Welcome, Guest. Please login or register.

Author Topic: Public-key authentication with ssh  (Read 541 times)

Alimachina

  • Newbie
  • *
  • Posts: 5
    • View Profile
Public-key authentication with ssh
« on: June 06, 2018, 10:48:55 AM »
In the nedi.conf we can define users for telnet and ssh access, which is useful for CLI.

We have a radius server for users authentication on our switches, so there isn't any "generic user".
So I guess we have to use one of our users, that's ok.
But I want to hide the password.
I'm not sure how to do :
"Use public-key authentication with ssh, if you do not want to have pw here in cleartext."


If I connect to a switch with SSH on the NeDi server, I'll have the RSA key fingerprint for this device, but then how to tell to NeDi to use it ?

ascii

  • Jr.
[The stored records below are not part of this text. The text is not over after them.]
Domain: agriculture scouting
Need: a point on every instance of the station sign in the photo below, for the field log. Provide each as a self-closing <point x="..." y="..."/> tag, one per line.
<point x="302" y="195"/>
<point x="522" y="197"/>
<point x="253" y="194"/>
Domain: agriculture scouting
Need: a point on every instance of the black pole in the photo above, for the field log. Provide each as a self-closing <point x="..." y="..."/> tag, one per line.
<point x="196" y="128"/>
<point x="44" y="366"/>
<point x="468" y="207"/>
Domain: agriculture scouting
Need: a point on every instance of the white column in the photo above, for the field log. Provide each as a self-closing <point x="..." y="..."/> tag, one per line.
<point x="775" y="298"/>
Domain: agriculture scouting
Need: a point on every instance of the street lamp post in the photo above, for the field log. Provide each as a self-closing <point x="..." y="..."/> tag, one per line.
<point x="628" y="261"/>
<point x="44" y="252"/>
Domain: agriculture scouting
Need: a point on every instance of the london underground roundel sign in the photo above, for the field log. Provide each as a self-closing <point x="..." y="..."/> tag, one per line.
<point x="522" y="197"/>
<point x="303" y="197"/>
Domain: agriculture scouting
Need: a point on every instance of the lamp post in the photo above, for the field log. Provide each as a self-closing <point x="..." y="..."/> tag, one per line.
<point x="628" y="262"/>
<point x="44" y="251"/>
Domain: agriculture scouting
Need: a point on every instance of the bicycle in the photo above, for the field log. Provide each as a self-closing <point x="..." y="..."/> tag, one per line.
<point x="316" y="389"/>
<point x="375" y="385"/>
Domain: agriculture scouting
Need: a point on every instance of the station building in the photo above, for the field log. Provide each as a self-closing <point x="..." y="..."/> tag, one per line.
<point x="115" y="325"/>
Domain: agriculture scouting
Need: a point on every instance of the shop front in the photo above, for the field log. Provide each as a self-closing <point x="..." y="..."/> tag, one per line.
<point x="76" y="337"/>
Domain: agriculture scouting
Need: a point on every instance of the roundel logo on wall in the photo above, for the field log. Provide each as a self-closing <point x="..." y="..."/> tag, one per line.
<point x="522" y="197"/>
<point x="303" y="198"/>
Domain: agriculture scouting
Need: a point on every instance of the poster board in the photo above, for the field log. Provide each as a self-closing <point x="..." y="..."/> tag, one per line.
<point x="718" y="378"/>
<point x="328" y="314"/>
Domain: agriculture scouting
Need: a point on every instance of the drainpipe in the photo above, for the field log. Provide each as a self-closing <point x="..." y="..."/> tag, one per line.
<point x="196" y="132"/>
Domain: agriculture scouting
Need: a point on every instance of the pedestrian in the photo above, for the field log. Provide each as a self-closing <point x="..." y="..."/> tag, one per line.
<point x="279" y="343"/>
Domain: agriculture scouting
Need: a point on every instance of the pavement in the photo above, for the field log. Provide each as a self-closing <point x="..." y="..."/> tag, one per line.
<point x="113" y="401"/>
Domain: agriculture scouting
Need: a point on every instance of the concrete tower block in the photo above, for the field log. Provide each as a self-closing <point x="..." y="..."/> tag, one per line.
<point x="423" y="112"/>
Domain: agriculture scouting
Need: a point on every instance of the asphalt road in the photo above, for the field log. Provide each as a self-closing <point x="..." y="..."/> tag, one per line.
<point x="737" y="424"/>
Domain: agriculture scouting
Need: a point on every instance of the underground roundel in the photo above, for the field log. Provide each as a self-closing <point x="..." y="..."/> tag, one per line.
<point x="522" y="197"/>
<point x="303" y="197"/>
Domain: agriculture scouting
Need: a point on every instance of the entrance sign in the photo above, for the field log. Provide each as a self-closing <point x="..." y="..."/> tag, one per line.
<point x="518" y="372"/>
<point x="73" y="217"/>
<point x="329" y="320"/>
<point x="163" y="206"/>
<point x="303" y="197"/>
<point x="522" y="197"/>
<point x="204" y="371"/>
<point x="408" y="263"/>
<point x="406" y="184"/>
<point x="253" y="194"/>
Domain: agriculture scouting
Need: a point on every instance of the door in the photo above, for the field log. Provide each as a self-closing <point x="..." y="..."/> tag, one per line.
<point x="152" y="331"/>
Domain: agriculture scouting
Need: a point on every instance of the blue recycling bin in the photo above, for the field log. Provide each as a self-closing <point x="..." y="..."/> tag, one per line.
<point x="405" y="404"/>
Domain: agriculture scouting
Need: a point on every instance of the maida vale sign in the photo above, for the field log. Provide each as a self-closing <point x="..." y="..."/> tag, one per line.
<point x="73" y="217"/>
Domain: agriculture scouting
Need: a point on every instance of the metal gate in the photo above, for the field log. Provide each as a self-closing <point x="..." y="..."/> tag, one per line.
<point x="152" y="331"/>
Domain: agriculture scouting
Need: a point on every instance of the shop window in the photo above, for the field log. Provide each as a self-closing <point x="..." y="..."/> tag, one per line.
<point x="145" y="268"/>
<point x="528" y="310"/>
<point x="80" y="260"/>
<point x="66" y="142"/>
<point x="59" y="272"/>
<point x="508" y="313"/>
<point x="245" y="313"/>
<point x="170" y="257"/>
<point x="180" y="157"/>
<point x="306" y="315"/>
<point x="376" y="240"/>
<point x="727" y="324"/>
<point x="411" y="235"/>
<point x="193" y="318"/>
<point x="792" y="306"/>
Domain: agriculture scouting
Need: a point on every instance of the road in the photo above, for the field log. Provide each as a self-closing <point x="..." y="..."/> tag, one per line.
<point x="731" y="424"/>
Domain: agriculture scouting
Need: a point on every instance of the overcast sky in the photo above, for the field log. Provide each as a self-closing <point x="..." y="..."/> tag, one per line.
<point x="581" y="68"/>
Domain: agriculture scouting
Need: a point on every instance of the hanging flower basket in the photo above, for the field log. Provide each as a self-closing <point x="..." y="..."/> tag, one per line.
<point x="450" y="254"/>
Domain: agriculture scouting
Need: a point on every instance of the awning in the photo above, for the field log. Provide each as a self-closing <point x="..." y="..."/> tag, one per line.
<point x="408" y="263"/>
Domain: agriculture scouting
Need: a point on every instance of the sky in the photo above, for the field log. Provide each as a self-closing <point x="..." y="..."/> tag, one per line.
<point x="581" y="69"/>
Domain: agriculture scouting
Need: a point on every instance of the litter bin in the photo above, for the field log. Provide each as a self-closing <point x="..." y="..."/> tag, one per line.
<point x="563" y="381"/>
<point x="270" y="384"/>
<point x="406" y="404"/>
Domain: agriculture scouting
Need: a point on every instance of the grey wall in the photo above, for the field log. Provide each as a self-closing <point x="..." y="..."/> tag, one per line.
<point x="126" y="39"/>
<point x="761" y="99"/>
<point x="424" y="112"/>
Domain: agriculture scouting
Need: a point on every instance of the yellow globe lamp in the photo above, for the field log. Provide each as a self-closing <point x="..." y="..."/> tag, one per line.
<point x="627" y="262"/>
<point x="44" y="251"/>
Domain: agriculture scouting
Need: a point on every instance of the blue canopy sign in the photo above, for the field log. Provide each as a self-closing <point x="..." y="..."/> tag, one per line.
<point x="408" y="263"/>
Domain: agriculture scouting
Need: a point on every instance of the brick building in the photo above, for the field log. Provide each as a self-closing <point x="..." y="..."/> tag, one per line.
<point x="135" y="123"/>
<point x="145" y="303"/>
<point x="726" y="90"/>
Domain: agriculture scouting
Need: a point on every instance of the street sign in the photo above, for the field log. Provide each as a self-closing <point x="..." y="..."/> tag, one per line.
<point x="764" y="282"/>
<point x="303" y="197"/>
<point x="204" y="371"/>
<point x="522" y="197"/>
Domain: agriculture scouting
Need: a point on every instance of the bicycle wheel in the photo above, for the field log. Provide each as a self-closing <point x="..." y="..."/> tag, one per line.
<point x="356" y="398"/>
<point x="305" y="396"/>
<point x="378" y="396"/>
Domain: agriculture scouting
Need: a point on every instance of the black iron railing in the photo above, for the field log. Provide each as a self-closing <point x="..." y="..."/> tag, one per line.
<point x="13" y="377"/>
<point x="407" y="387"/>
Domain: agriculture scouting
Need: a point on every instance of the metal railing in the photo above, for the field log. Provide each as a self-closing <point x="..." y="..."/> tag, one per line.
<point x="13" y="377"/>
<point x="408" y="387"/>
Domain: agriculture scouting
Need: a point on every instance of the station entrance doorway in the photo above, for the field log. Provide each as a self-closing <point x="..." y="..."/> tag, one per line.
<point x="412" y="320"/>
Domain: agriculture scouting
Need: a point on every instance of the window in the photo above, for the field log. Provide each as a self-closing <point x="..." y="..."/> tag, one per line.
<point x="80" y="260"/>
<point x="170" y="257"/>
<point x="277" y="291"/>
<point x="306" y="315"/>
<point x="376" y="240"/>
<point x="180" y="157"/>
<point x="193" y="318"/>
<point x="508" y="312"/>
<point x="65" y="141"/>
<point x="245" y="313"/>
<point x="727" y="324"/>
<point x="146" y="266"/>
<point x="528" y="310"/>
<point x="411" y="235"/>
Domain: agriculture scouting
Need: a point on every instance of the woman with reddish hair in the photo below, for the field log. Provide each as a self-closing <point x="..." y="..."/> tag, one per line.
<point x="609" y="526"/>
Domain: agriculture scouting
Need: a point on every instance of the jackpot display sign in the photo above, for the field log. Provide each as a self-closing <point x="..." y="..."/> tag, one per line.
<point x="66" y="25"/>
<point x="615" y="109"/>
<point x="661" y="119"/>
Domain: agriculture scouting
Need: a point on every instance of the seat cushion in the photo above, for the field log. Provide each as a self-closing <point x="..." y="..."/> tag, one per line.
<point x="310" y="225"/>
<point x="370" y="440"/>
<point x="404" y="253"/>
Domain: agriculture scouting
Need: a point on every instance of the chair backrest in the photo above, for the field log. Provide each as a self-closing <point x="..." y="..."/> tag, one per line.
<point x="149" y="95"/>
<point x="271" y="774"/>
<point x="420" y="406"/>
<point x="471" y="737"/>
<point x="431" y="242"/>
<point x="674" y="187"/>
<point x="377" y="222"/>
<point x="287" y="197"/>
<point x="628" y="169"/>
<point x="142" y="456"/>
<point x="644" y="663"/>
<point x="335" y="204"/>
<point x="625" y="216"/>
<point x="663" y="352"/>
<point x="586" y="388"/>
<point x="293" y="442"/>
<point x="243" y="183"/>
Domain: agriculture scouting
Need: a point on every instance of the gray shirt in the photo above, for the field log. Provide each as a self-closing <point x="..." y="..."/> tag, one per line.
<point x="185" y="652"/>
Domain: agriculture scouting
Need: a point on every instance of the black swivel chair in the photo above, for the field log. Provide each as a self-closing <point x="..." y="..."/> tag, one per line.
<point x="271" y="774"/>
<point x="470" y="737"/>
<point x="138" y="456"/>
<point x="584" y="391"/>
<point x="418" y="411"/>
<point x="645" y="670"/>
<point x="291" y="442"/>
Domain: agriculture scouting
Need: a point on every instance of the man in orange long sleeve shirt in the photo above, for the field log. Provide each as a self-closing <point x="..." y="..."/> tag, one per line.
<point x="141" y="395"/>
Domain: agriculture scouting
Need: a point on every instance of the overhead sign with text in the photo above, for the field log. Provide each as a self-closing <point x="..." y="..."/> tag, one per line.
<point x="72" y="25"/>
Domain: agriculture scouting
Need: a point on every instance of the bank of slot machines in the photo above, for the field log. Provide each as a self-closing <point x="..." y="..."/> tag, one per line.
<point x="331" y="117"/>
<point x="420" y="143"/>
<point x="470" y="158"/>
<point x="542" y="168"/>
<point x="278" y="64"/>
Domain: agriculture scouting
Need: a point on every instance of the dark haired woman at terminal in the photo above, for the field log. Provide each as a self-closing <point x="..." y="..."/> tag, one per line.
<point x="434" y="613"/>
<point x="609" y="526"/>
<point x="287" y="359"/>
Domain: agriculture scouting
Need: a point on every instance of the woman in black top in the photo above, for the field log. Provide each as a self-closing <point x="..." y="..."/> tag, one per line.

Member
  • **
  • Posts: 77
    • View Profile
Re: Public-key authentication with ssh
« Reply #1 on: June 07, 2018, 08:23:53 AM »
i'm not using key files.
but i looked in the inc/libcli.pm

i found these line arround 664 depending on your version of nedi
Code: [Select]
}elsif($po == 22){
                 my $known = "-o 'StrictHostKeyChecking no'";

i guess you can try to set the keyfile there.

maybe you need to set a dummy password in the nedi config.

rickli

  • Administrator
  • Hero Member
  • *****
  • Posts: 2633
    • View Profile
    • NeDi
Re: Public-key authentication with ssh
« Reply #2 on: June 08, 2018, 12:52:08 PM »
The StrictHostKeyChecking option can be turned off to ignore hostkeys on switches (update with -kK), but has nothing to do with public-key auth...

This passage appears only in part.